Phase-edge imaging using q-plate shifts for faster and simpler microscopy

TL;DR

This paper introduces a simplified, faster method for phase-edge imaging in microscopy using fewer q-plate shifts, reducing measurements and enhancing speed while effectively isolating phase edges.

Contribution

The authors develop a reduced-shift q-plate technique that halves measurement requirements, simplifying phase-edge imaging and potentially doubling acquisition speed in microscopy.

Findings

Achieved up to 97.6% amplitude-edge reduction.

Correlation coefficients up to 0.78 and 0.75 in experiments.

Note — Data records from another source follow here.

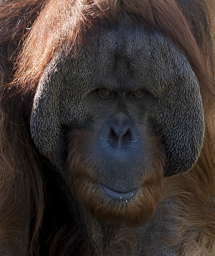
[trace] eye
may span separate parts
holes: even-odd
[[[113,95],[113,92],[111,90],[102,88],[98,91],[98,94],[102,98],[110,98]]]
[[[141,90],[139,91],[130,92],[129,95],[130,97],[132,97],[133,98],[139,98],[141,97],[145,93],[145,90]]]

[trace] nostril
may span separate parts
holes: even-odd
[[[131,136],[129,127],[114,127],[111,126],[109,132],[109,138],[112,146],[125,147],[128,145]]]

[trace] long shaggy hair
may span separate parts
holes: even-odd
[[[44,167],[32,143],[29,124],[40,78],[63,44],[71,46],[68,51],[78,50],[75,49],[77,42],[84,44],[92,32],[114,26],[118,14],[123,12],[125,16],[131,16],[137,24],[161,31],[172,40],[183,53],[198,79],[206,126],[203,148],[192,170],[165,179],[161,210],[159,207],[157,210],[162,219],[162,216],[164,218],[162,204],[174,200],[180,206],[175,210],[173,206],[171,215],[174,221],[162,238],[163,242],[170,247],[183,243],[180,248],[183,255],[214,253],[215,4],[214,0],[184,2],[1,2],[0,252],[2,247],[7,248],[9,255],[16,255],[17,251],[21,252],[20,255],[25,255],[26,252],[29,255],[38,253],[44,210]],[[178,224],[173,226],[176,222]],[[78,236],[74,230],[70,233],[74,238]],[[126,255],[128,244],[132,243],[130,241],[126,245],[126,241],[132,240],[135,233],[121,230],[105,255],[117,255],[114,253],[123,250]],[[81,237],[80,234],[76,238],[84,244]],[[155,243],[160,242],[161,239],[155,239]]]

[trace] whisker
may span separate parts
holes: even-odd
[[[106,147],[108,147],[109,146],[110,146],[110,143],[108,144],[108,145],[106,145],[105,146],[104,146],[102,148],[105,148]]]
[[[104,139],[102,137],[102,136],[101,136],[101,135],[100,135],[99,136],[100,137],[100,138],[102,140],[104,140],[105,141],[108,141],[108,140],[109,140],[108,139],[106,140],[106,139]]]
[[[135,147],[134,146],[131,146],[131,145],[129,145],[128,146],[131,147],[131,148],[137,148],[137,149],[139,149],[139,150],[140,150],[140,149],[139,148],[137,148],[137,147]]]
[[[140,137],[140,136],[139,136],[138,137],[138,138],[135,140],[133,140],[132,141],[131,141],[131,143],[132,142],[137,142],[137,141],[139,140],[139,137]]]

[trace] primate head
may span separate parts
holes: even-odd
[[[163,178],[192,168],[199,155],[197,79],[170,40],[131,18],[84,41],[65,43],[44,72],[32,138],[81,208],[111,222],[143,223]]]

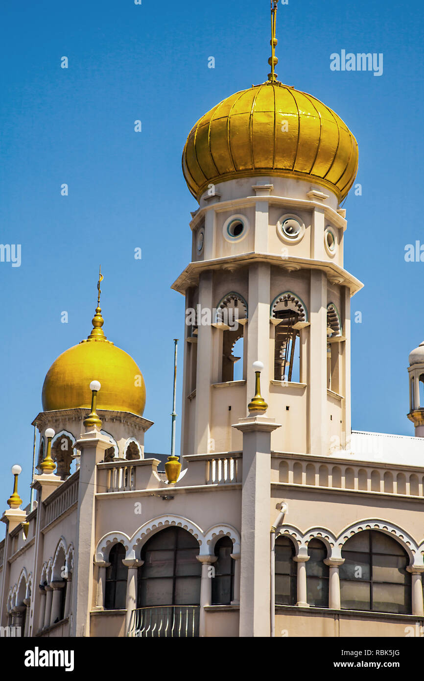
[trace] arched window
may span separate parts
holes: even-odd
[[[199,543],[186,530],[168,527],[147,541],[138,569],[137,607],[199,605]]]
[[[278,296],[271,304],[271,317],[280,319],[275,327],[274,371],[276,381],[300,381],[298,323],[307,319],[306,309],[289,291]]]
[[[212,604],[229,605],[233,598],[234,560],[231,556],[233,542],[229,537],[223,537],[215,544],[215,556],[218,560],[213,564],[215,574],[212,583]]]
[[[316,607],[328,607],[329,567],[325,545],[319,539],[311,539],[308,544],[309,560],[306,562],[308,603]]]
[[[105,609],[120,610],[127,603],[128,569],[123,563],[125,549],[121,543],[114,544],[109,552],[110,565],[106,569]]]
[[[346,542],[342,558],[342,608],[411,613],[409,558],[397,541],[382,532],[359,532]]]
[[[287,537],[276,539],[276,605],[294,605],[297,601],[297,566],[294,544]]]
[[[243,379],[244,327],[238,320],[246,319],[247,303],[240,294],[229,293],[218,303],[216,321],[229,327],[223,332],[223,383]]]

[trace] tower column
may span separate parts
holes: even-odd
[[[311,454],[328,454],[327,407],[327,275],[310,272],[310,326],[309,327],[309,446]]]
[[[125,616],[125,635],[129,631],[133,610],[137,607],[137,571],[144,565],[144,560],[123,560],[123,563],[128,568],[127,580],[127,614]]]
[[[309,607],[306,585],[306,563],[309,556],[296,556],[293,560],[297,563],[297,605]]]
[[[344,563],[344,558],[341,560],[325,558],[324,563],[329,567],[328,607],[333,610],[340,610],[341,604],[339,567]]]
[[[86,419],[86,422],[88,419]],[[90,611],[93,604],[93,555],[95,551],[95,505],[97,489],[97,464],[110,447],[109,438],[93,426],[76,443],[81,450],[76,561],[74,575],[72,626],[70,636],[90,635]]]
[[[270,394],[270,294],[271,268],[267,263],[255,263],[249,268],[249,299],[247,325],[247,366],[260,360],[263,363],[261,391],[265,402]],[[274,375],[272,375],[274,378]],[[248,371],[248,396],[255,394],[255,373]],[[268,523],[269,524],[269,523]]]
[[[280,424],[249,416],[233,427],[243,433],[240,635],[270,636],[271,433]]]
[[[213,308],[212,272],[201,272],[199,279],[199,304],[200,314],[197,319],[197,370],[196,385],[196,415],[195,424],[195,454],[209,451],[210,439],[210,392],[212,358],[214,354],[213,326],[202,324],[201,311]]]
[[[217,556],[196,556],[201,563],[201,577],[200,582],[200,613],[199,615],[199,636],[206,635],[205,607],[210,605],[212,599],[212,578],[209,567],[218,560]]]

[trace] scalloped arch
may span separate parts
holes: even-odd
[[[410,566],[423,566],[423,556],[419,553],[414,539],[399,526],[378,519],[368,519],[355,522],[343,530],[337,537],[333,556],[341,558],[342,550],[348,539],[365,530],[376,530],[396,539],[408,554]]]
[[[291,291],[284,291],[276,296],[270,307],[270,317],[274,317],[274,311],[280,302],[287,303],[287,308],[299,313],[299,321],[309,321],[308,308],[301,298]]]
[[[124,548],[127,553],[131,544],[131,539],[128,535],[126,535],[124,532],[108,532],[107,535],[104,535],[99,541],[97,542],[97,545],[96,547],[96,561],[103,561],[105,560],[106,563],[109,560],[109,552],[114,545],[114,544],[118,543],[123,544]],[[125,556],[127,557],[127,556]]]
[[[161,516],[142,525],[131,538],[132,549],[128,552],[126,558],[135,559],[140,558],[140,552],[148,539],[157,532],[165,527],[181,527],[186,530],[196,539],[201,547],[203,539],[203,530],[189,518],[181,516]],[[136,555],[137,554],[137,555]]]
[[[229,537],[233,542],[233,553],[240,553],[241,539],[239,532],[232,525],[219,524],[214,525],[205,533],[200,555],[213,556],[215,544],[223,537]]]

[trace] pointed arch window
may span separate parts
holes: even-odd
[[[234,592],[234,560],[231,558],[233,542],[229,537],[223,537],[215,544],[213,564],[214,575],[212,583],[212,605],[229,605]]]
[[[409,558],[399,542],[382,532],[359,532],[342,550],[342,608],[408,614],[412,612]]]
[[[328,565],[324,563],[327,549],[319,539],[311,539],[308,544],[309,560],[306,563],[306,584],[310,605],[328,607],[329,573]]]
[[[110,565],[106,569],[105,609],[120,610],[125,607],[128,569],[123,563],[125,549],[121,543],[114,544],[109,552]]]
[[[295,605],[297,601],[297,566],[293,542],[287,537],[276,539],[276,605]]]
[[[306,308],[291,291],[278,296],[271,304],[276,323],[274,378],[275,381],[300,381],[300,322],[307,321]]]

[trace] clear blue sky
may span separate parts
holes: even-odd
[[[189,262],[197,205],[181,153],[200,116],[266,80],[269,10],[269,0],[3,3],[0,242],[20,244],[22,264],[0,263],[1,508],[11,462],[29,500],[44,378],[90,332],[99,262],[105,331],[144,375],[155,422],[146,449],[169,451],[172,339],[184,318],[169,287]],[[424,263],[404,261],[406,244],[424,244],[423,24],[417,0],[289,0],[278,15],[280,79],[336,110],[359,145],[362,196],[344,204],[345,266],[365,284],[352,301],[363,315],[352,334],[353,426],[405,434],[408,355],[424,339]],[[382,52],[382,76],[331,71],[342,49]],[[178,413],[182,360],[182,343]]]

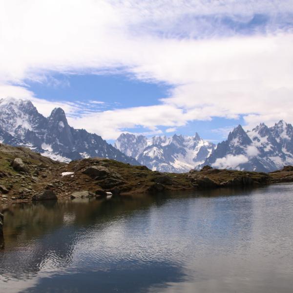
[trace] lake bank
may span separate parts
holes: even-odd
[[[68,164],[60,163],[27,148],[2,144],[0,157],[2,205],[40,199],[103,197],[107,196],[107,192],[113,196],[135,195],[257,187],[293,181],[293,168],[291,167],[270,173],[219,170],[209,167],[185,173],[161,173],[145,166],[132,166],[99,158],[73,161]]]
[[[0,288],[289,293],[292,187],[11,205]]]

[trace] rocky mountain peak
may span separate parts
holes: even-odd
[[[121,134],[114,146],[151,169],[175,172],[188,171],[203,163],[214,147],[197,133],[194,136],[174,134],[151,138]]]
[[[63,162],[100,157],[139,165],[100,136],[70,127],[61,108],[55,108],[45,118],[28,100],[0,100],[0,141],[28,146]]]

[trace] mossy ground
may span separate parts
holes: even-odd
[[[28,173],[18,172],[11,167],[16,157],[22,159]],[[102,188],[103,180],[83,173],[90,166],[103,166],[120,180],[117,186]],[[217,188],[233,185],[257,186],[275,182],[293,182],[293,171],[264,173],[256,172],[209,169],[185,173],[153,171],[144,166],[133,166],[113,160],[98,158],[75,161],[69,164],[54,161],[27,148],[0,144],[0,185],[9,189],[0,194],[0,203],[30,201],[34,194],[51,189],[59,199],[69,199],[76,191],[97,190],[112,191],[121,196],[147,194],[150,190],[176,191],[198,188]],[[62,176],[63,172],[74,172]],[[110,176],[111,177],[111,176]],[[36,178],[37,179],[36,180]],[[23,192],[25,189],[25,192]]]

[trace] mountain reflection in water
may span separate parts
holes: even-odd
[[[293,187],[2,206],[0,292],[291,292]]]

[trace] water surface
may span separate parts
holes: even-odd
[[[292,293],[293,188],[11,206],[0,292]]]

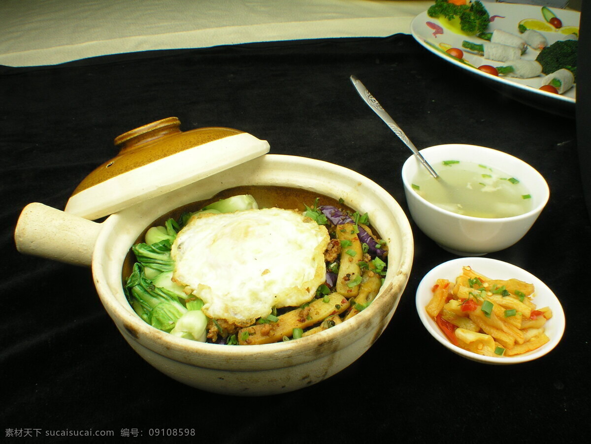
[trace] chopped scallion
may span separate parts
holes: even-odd
[[[361,276],[358,276],[352,280],[349,280],[348,282],[347,282],[347,286],[349,287],[349,288],[352,288],[352,287],[354,287],[356,285],[359,285],[360,283],[361,283]]]
[[[490,318],[491,314],[492,312],[492,302],[490,301],[485,301],[482,302],[482,305],[480,306],[480,309],[487,318]]]
[[[499,356],[502,356],[503,353],[505,352],[505,349],[502,347],[498,347],[495,348],[495,354],[498,355]]]

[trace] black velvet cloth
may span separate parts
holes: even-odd
[[[530,271],[560,299],[566,330],[551,353],[489,365],[431,338],[417,314],[415,292],[429,270],[456,256],[413,224],[408,284],[391,322],[362,357],[288,394],[212,394],[170,379],[132,351],[101,305],[89,269],[16,251],[13,230],[27,204],[63,209],[80,180],[115,154],[115,136],[173,116],[184,130],[235,128],[268,140],[272,153],[345,165],[381,184],[410,218],[400,175],[410,152],[362,102],[351,74],[419,148],[489,146],[544,176],[551,197],[537,222],[518,243],[488,257]],[[591,226],[576,120],[499,94],[410,35],[3,67],[0,149],[0,433],[42,435],[6,442],[567,442],[590,432]],[[148,436],[163,427],[193,428],[197,436]],[[44,436],[90,429],[115,436]],[[126,430],[132,436],[122,436]]]

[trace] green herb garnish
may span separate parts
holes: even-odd
[[[485,301],[480,306],[480,309],[487,318],[490,318],[491,314],[492,312],[492,302],[490,301]]]
[[[355,279],[353,279],[353,280],[349,280],[347,282],[347,286],[349,288],[352,288],[356,285],[359,285],[360,283],[361,283],[361,276],[358,276],[355,278]]]

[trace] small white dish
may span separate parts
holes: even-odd
[[[532,301],[538,307],[550,307],[552,318],[546,322],[545,334],[550,341],[539,348],[527,353],[508,357],[482,356],[460,347],[449,341],[435,321],[427,314],[425,306],[433,296],[431,288],[438,279],[446,279],[454,282],[462,273],[462,267],[469,266],[473,270],[491,279],[509,279],[515,278],[532,283],[535,289]],[[541,358],[558,345],[564,332],[566,320],[564,312],[556,295],[541,280],[531,273],[515,265],[488,257],[460,257],[444,262],[427,273],[417,289],[417,311],[418,317],[427,331],[436,340],[454,353],[465,358],[486,364],[519,364]]]

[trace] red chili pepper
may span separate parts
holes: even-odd
[[[452,344],[459,347],[460,344],[457,342],[457,338],[456,337],[456,334],[454,333],[457,327],[441,318],[441,314],[437,315],[437,317],[435,318],[435,322],[437,322],[437,325],[439,326],[441,331],[445,334],[445,335],[447,337],[447,339],[450,340]]]
[[[478,305],[474,302],[474,299],[466,299],[462,303],[462,311],[474,311],[478,308]]]

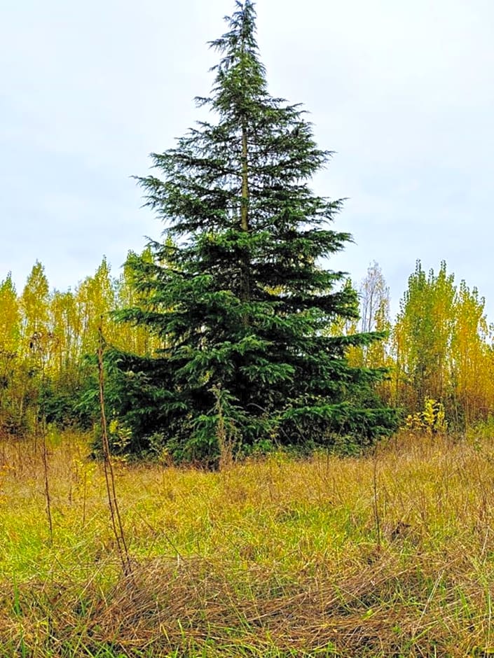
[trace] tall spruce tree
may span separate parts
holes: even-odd
[[[341,202],[308,185],[331,153],[300,105],[268,93],[254,4],[235,8],[211,43],[212,94],[196,99],[214,120],[152,155],[160,177],[139,178],[165,240],[152,243],[153,262],[133,259],[143,303],[118,317],[148,326],[163,349],[111,353],[111,397],[144,444],[160,435],[182,458],[214,456],[221,440],[367,442],[395,414],[373,393],[384,371],[345,359],[379,336],[329,330],[357,316],[344,273],[322,265],[350,239],[328,227]]]

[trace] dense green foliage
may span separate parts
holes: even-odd
[[[358,316],[355,292],[323,259],[343,248],[330,229],[341,202],[315,195],[330,154],[299,105],[273,98],[249,0],[237,3],[209,111],[154,154],[160,178],[139,179],[165,225],[154,260],[135,259],[139,305],[118,317],[163,342],[155,358],[111,352],[110,405],[139,438],[162,438],[181,458],[335,435],[371,442],[394,426],[372,385],[383,369],[350,367],[345,353],[379,335],[335,335]]]

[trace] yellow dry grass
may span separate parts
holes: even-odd
[[[494,445],[404,434],[366,458],[221,472],[0,447],[0,656],[494,654]],[[491,653],[492,652],[492,653]]]

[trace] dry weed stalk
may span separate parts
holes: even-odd
[[[101,429],[103,444],[103,458],[104,479],[107,485],[107,494],[108,496],[108,506],[110,510],[111,527],[113,528],[115,540],[118,550],[118,554],[122,562],[123,573],[126,577],[132,578],[132,563],[129,555],[125,536],[123,531],[122,518],[118,507],[118,500],[115,486],[115,474],[110,454],[110,444],[108,440],[108,428],[107,426],[107,414],[104,409],[104,376],[103,370],[103,349],[104,338],[103,337],[102,318],[102,324],[98,328],[100,340],[97,349],[98,359],[98,380],[100,384],[100,408],[101,411]]]

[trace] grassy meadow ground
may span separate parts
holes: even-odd
[[[219,472],[115,465],[131,576],[80,436],[0,444],[1,657],[494,655],[494,442]]]

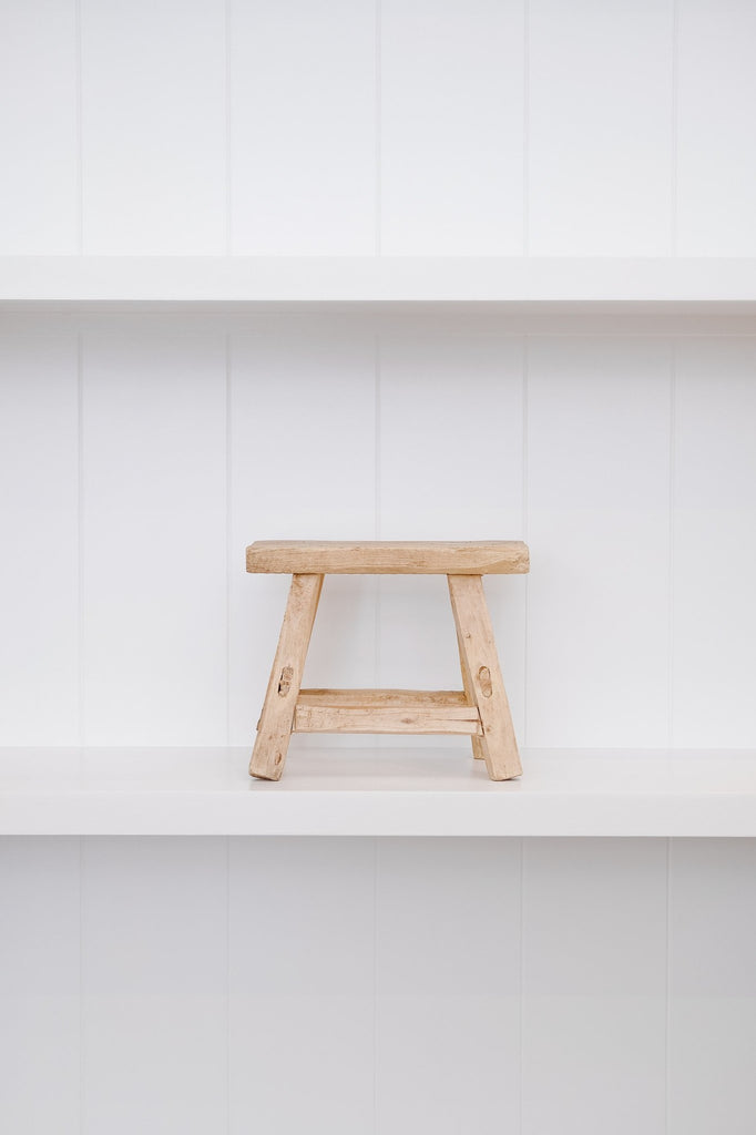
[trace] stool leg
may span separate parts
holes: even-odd
[[[292,577],[278,649],[252,750],[251,776],[280,780],[284,771],[321,588],[322,575]]]
[[[456,632],[456,645],[460,648],[460,670],[462,671],[462,684],[464,687],[464,692],[468,701],[471,706],[477,705],[476,691],[472,686],[472,678],[470,676],[470,671],[468,669],[468,659],[465,657],[464,650],[462,649],[462,639],[460,638],[460,632]],[[486,759],[486,749],[481,737],[471,737],[472,741],[472,756],[476,760]]]
[[[462,676],[469,675],[472,698],[480,713],[482,754],[492,780],[510,780],[522,772],[510,704],[498,665],[494,630],[480,575],[448,575]],[[465,667],[467,664],[467,667]]]

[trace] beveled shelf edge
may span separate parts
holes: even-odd
[[[0,257],[0,305],[756,311],[753,258]]]
[[[756,836],[756,751],[523,750],[493,783],[459,748],[0,750],[6,835]]]

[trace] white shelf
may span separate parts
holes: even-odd
[[[492,783],[463,749],[0,750],[0,834],[756,836],[756,751],[526,750]]]
[[[756,310],[756,260],[6,257],[0,304]]]

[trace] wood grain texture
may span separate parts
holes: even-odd
[[[249,572],[368,575],[524,574],[522,540],[257,540]]]
[[[297,706],[471,706],[462,690],[300,690]]]
[[[300,706],[295,733],[481,733],[474,706]]]
[[[486,768],[492,780],[510,780],[520,775],[522,765],[482,579],[480,575],[450,575],[448,591],[460,649],[480,711]]]
[[[250,774],[280,780],[294,723],[294,707],[302,684],[304,659],[318,611],[322,575],[294,575],[270,672]]]
[[[460,650],[460,669],[462,670],[462,682],[464,684],[464,698],[469,705],[474,705],[476,703],[476,691],[472,684],[472,676],[468,667],[468,657],[462,647],[462,639],[460,638],[460,632],[456,632],[456,645]],[[486,759],[486,746],[484,745],[480,737],[472,738],[472,756],[476,760]]]

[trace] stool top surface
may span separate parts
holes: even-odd
[[[522,540],[255,540],[250,572],[301,575],[522,575]]]

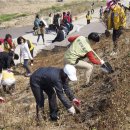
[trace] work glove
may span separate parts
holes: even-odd
[[[74,98],[74,99],[73,99],[73,103],[74,103],[74,105],[76,105],[76,106],[80,106],[81,101],[78,100],[78,99],[76,99],[76,98]]]
[[[72,115],[76,113],[74,106],[68,109],[68,112],[70,112]]]
[[[0,103],[5,102],[4,98],[0,97]]]
[[[101,65],[103,65],[105,63],[104,60],[100,60],[100,62],[101,62]]]

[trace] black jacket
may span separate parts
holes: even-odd
[[[13,55],[8,52],[0,52],[0,69],[7,69],[14,65]]]
[[[52,41],[52,43],[58,41],[58,42],[61,42],[65,39],[65,34],[63,32],[63,30],[59,30],[57,32],[57,36],[55,37],[55,39]]]
[[[71,89],[68,87],[68,82],[62,81],[60,74],[61,71],[62,69],[53,67],[39,68],[31,75],[30,85],[31,87],[36,87],[38,85],[42,90],[53,87],[56,90],[60,101],[68,109],[72,106],[70,101],[74,99],[74,95]],[[70,101],[67,100],[64,93],[67,95]]]

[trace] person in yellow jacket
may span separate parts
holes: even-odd
[[[3,86],[3,90],[11,94],[11,90],[14,90],[16,79],[14,73],[11,70],[3,70],[0,74],[0,85]]]
[[[123,8],[113,1],[108,3],[108,8],[110,12],[107,19],[107,29],[113,29],[113,54],[115,54],[117,51],[117,40],[122,34],[122,29],[126,27],[126,15]]]
[[[87,15],[86,15],[86,19],[87,19],[87,24],[90,24],[90,20],[92,19],[92,16],[90,14],[90,11],[88,11]]]

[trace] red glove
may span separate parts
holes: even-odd
[[[3,102],[5,102],[5,100],[2,97],[0,97],[0,103],[3,103]]]
[[[78,100],[78,99],[76,99],[76,98],[74,98],[74,99],[73,99],[73,103],[74,103],[74,105],[76,105],[76,106],[80,106],[81,101]]]

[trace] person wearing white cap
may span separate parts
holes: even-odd
[[[107,25],[107,30],[113,30],[113,51],[111,55],[115,55],[118,50],[118,39],[122,34],[122,30],[126,28],[126,14],[124,9],[117,4],[117,1],[109,1],[107,9],[109,9],[109,14],[105,24]]]
[[[30,86],[36,100],[37,121],[44,118],[44,94],[48,95],[50,118],[56,121],[58,117],[58,107],[56,95],[66,107],[68,112],[75,114],[75,108],[72,105],[80,105],[80,101],[75,98],[72,90],[68,86],[68,81],[77,81],[76,68],[73,65],[66,64],[63,69],[55,67],[39,68],[30,77]],[[65,97],[69,98],[70,101]]]

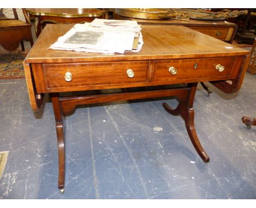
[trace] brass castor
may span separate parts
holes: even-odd
[[[61,192],[61,193],[64,193],[64,188],[62,188],[60,189],[60,191]]]

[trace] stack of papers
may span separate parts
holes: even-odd
[[[76,24],[49,48],[103,53],[138,52],[143,44],[141,31],[136,21],[96,19]]]

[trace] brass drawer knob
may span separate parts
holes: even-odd
[[[69,72],[66,72],[64,78],[67,82],[70,82],[72,80],[72,74]]]
[[[175,69],[173,66],[171,66],[169,68],[169,72],[172,75],[175,75],[177,73],[177,69]]]
[[[225,66],[219,64],[216,65],[216,69],[217,69],[220,72],[221,72],[225,69]]]
[[[129,78],[132,78],[134,77],[134,72],[131,69],[128,69],[126,71],[126,74],[127,76],[128,76],[128,77]]]
[[[219,36],[220,36],[220,35],[222,35],[222,33],[220,33],[220,32],[217,32],[216,33],[216,36],[217,37],[218,37]]]

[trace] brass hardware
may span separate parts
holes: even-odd
[[[225,69],[225,66],[222,65],[221,64],[217,64],[216,65],[216,66],[215,68],[216,69],[218,69],[218,70],[221,72]]]
[[[219,36],[220,36],[220,35],[222,35],[222,33],[220,33],[220,32],[217,32],[216,33],[216,36],[217,37],[218,37]]]
[[[67,72],[66,72],[64,78],[67,82],[70,82],[72,80],[72,74],[68,71]]]
[[[60,189],[60,191],[61,192],[61,193],[64,193],[64,188],[62,188]]]
[[[128,69],[126,71],[126,74],[127,76],[128,76],[128,77],[129,78],[132,78],[134,77],[134,72],[131,69]]]
[[[169,72],[172,75],[175,75],[177,73],[177,69],[175,69],[173,66],[171,66],[169,68]]]

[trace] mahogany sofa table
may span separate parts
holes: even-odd
[[[142,26],[144,43],[139,52],[104,54],[48,49],[72,27],[46,25],[24,60],[33,109],[41,107],[44,94],[49,93],[52,99],[59,150],[58,187],[62,192],[65,117],[72,114],[79,105],[174,96],[179,102],[177,107],[172,109],[166,103],[164,107],[171,114],[181,115],[196,151],[205,162],[209,161],[194,127],[193,106],[197,84],[210,81],[226,93],[237,91],[246,72],[249,52],[184,26],[155,25]],[[187,84],[159,88],[182,83]],[[158,89],[142,89],[154,86]],[[84,96],[60,95],[62,92],[117,88],[127,90]]]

Method reduces measurement count by half, enabling faster imaging.

Abstract

We present a simplified method for isolating the edges of a phase object from the edges of an amplitude object using a 4f system with an off-axis q-plate. Instead of the four off-axis shifts of the q-plate required in previous work, we need only two shifts (along +/- x) combined with linear polarizers at 45 degrees and 135 degrees. The number of measurements is reduced by half, potentially doubling the acquisition speed. We derive the theoretical basis, showing that the resulting intensity corresponds to the phase gradient squared, with amplitude-object contributions eliminated. Experiments on two phase-amplitude object samples demonstrate amplitude-edge reduction up to 97.6% and correlation coefficients up to 0.78 (sample 1) and 0.75 (sample 2). In overlapping regions, the phase edge is partially recovered; full recovery would require additional processing such as inverse filtering. This research is useful for biological imaging applications where fast and simple phase-edge isolation is desired.